74.

La dernière heure avant l'aube. Amy se glissa hors de la maison, seule. La maison de la femme appelée Tantine, qui était morte. Ils l'avaient enterrée à l'endroit où elle était assise, enroulée dans la courtepointe de son lit. Sur sa poitrine, Peter avait posé une photo qu'il était allé chercher dans sa chambre. Le sol était dur, alors ils avaient mis des heures à creuser, après quoi ils avaient décidé de passer la nuit sur place. Peter leur avait dit que sa maison serait un refuge aussi bon qu'un autre. Il avait une maison à lui, Amy le savait. Mais il n'avait pas l'air de vouloir y retourner.

Peter avait veillé presque toute la nuit, assis dans la cuisine de la vieille femme, à lire un de ses livres. Il plissait les paupières à la lumière de la lanterne, tout en tournant les pages couvertes de sa petite écriture bien nette. Il s'était fait une tasse de tisane, mais ne l'avait pas bue ; elle était restée posée à côté de lui sur la table, intacte, oubliée alors qu'il lisait. Et puis il avait fini par s'endormir, comme Michael, et Greer, qui avait changé de quart avec Alicia, après la mi-nuit ; elle était debout sur la passerelle, à présent.

Amy sortit sous le porche en retenant la porte pour qu'elle ne claque pas ; elle avait enlevé ses chaussures. La terre était humide et fraîche de rosée sous ses pieds nus, son contact adouci par une couverture d'aiguilles. Elle retrouva facilement le boyau sous le câble d'alimentation, se faufila par la trappe et se tortilla pour se glisser dedans.

Elle le sentait depuis des jours, des semaines, des mois. Elle le savait, maintenant. Il y avait des années qu'elle le sentait, depuis le début. Depuis Milagro, depuis le jour du non-parler et le grand bateau, et bien avant, depuis tout le temps, toutes les années qui s'étiraient en elle. Celui qui la suivait, qui était toujours tout près, dont la tristesse était la tristesse qu'elle sentait dans son propre cœur, elle lui manquait.

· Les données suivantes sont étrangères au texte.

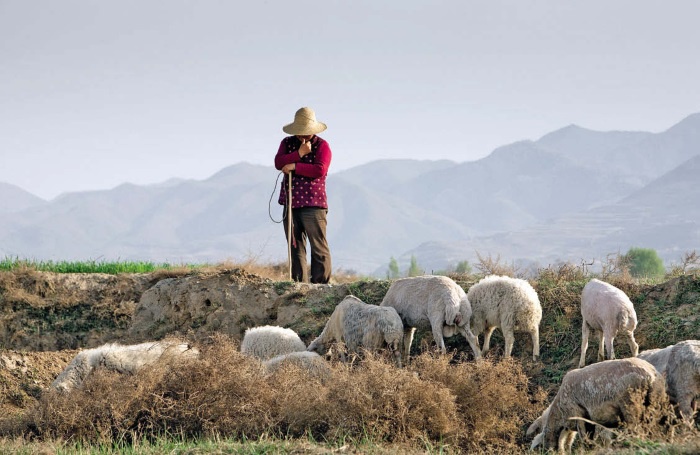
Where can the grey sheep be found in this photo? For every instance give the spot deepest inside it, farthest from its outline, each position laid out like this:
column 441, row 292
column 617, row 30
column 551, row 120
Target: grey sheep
column 360, row 325
column 607, row 310
column 605, row 393
column 266, row 342
column 434, row 302
column 510, row 304
column 119, row 358
column 680, row 363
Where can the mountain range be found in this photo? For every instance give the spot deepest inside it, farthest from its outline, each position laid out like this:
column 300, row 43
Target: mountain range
column 572, row 195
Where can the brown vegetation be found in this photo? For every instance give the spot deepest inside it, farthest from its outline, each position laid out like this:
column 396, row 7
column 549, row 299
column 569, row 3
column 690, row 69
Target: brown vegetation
column 448, row 401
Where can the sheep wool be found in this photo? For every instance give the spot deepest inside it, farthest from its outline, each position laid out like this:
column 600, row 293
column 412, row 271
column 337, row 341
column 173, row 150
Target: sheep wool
column 510, row 304
column 266, row 342
column 126, row 359
column 605, row 392
column 361, row 325
column 608, row 311
column 680, row 363
column 431, row 302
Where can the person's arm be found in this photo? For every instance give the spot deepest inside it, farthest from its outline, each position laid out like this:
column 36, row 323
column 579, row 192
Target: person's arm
column 319, row 167
column 283, row 158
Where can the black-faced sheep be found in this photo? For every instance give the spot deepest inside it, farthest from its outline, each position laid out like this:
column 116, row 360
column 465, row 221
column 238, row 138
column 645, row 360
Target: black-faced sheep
column 680, row 363
column 119, row 358
column 360, row 325
column 606, row 392
column 269, row 341
column 608, row 311
column 434, row 302
column 510, row 304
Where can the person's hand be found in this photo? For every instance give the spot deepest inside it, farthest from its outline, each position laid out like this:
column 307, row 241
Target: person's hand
column 305, row 148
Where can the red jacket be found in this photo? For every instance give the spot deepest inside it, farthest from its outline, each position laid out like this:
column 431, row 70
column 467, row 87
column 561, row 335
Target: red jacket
column 309, row 181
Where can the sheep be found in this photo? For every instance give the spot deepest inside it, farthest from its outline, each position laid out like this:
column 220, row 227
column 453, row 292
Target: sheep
column 431, row 301
column 510, row 304
column 309, row 361
column 605, row 392
column 268, row 341
column 127, row 359
column 657, row 357
column 609, row 311
column 358, row 324
column 680, row 363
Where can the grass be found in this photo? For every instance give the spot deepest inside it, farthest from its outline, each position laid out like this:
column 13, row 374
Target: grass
column 91, row 266
column 171, row 445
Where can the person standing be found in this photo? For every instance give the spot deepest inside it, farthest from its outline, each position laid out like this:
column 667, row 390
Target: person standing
column 305, row 157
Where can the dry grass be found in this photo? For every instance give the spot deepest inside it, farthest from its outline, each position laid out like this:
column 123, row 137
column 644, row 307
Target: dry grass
column 470, row 406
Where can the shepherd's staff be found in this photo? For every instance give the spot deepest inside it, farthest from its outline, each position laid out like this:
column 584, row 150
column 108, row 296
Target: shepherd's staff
column 289, row 223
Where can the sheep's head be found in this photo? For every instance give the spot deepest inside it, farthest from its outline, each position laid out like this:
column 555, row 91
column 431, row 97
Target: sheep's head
column 317, row 346
column 396, row 347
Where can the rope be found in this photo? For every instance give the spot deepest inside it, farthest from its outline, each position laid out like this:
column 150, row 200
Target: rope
column 269, row 205
column 288, row 211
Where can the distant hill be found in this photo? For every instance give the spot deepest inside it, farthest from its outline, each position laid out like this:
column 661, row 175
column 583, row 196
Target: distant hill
column 664, row 215
column 15, row 199
column 574, row 193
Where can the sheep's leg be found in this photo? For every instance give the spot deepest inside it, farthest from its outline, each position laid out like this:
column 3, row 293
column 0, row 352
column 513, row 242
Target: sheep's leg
column 535, row 344
column 471, row 339
column 487, row 339
column 634, row 347
column 585, row 332
column 608, row 347
column 407, row 340
column 566, row 440
column 509, row 338
column 601, row 346
column 437, row 334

Ils rentraient toujours chez eux, et chez lui, c'était là où elle était, elle, Amy.

Elle ressortit du boyau. L'aube était toute proche ; le ciel avait commencé à s'éclaircir, les ténèbres se dissolvaient autour d'elle comme une vapeur. Elle s'éloigna des murs, sous le couvert des arbres, et projeta son esprit au loin, fermant les yeux.

— Viens à moi. Viens à moi.

Silence.

— Viens à moi, viens à moi, viens à moi.

C'est alors qu'elle l'avait senti. Un friselis. Pas entendu, senti glisser sur toutes les surfaces, toutes les parties d'elle, l'embrassant comme une brise. La peau de ses mains, de son cou, de son visage, son cuir chevelu sous ses cheveux, la pointe de ses cils. Un doux vent de nostalgie, qui soufflait son nom.

Amy.

— Je savais que tu étais là, dit-elle, et elle pleura, comme il pleurait dans son cœur, parce que ses yeux à lui ne pouvaient verser de larmes. Je savais que tu étais là.

Amy, Amy, Amy.

Elle rouvrit les yeux et le vit accroupi devant elle. Elle fit un pas vers lui, effleura son visage à l'endroit où les larmes auraient dû se trouver, et passa ses bras autour de lui. Et comme elle le tenait, elle sentit la présence de son esprit en elle, différent de tous les autres qu'elle portait en elle, parce qu'il était aussi le sien. Les souvenirs se déversèrent en elle comme de l'eau. Les souvenirs d'une maison dans la neige, d'un lac, d'un manège avec des lumières, et du contact de sa grande main enroulée autour de la sienne, cette soirée d'exaltation sous la voûte céleste.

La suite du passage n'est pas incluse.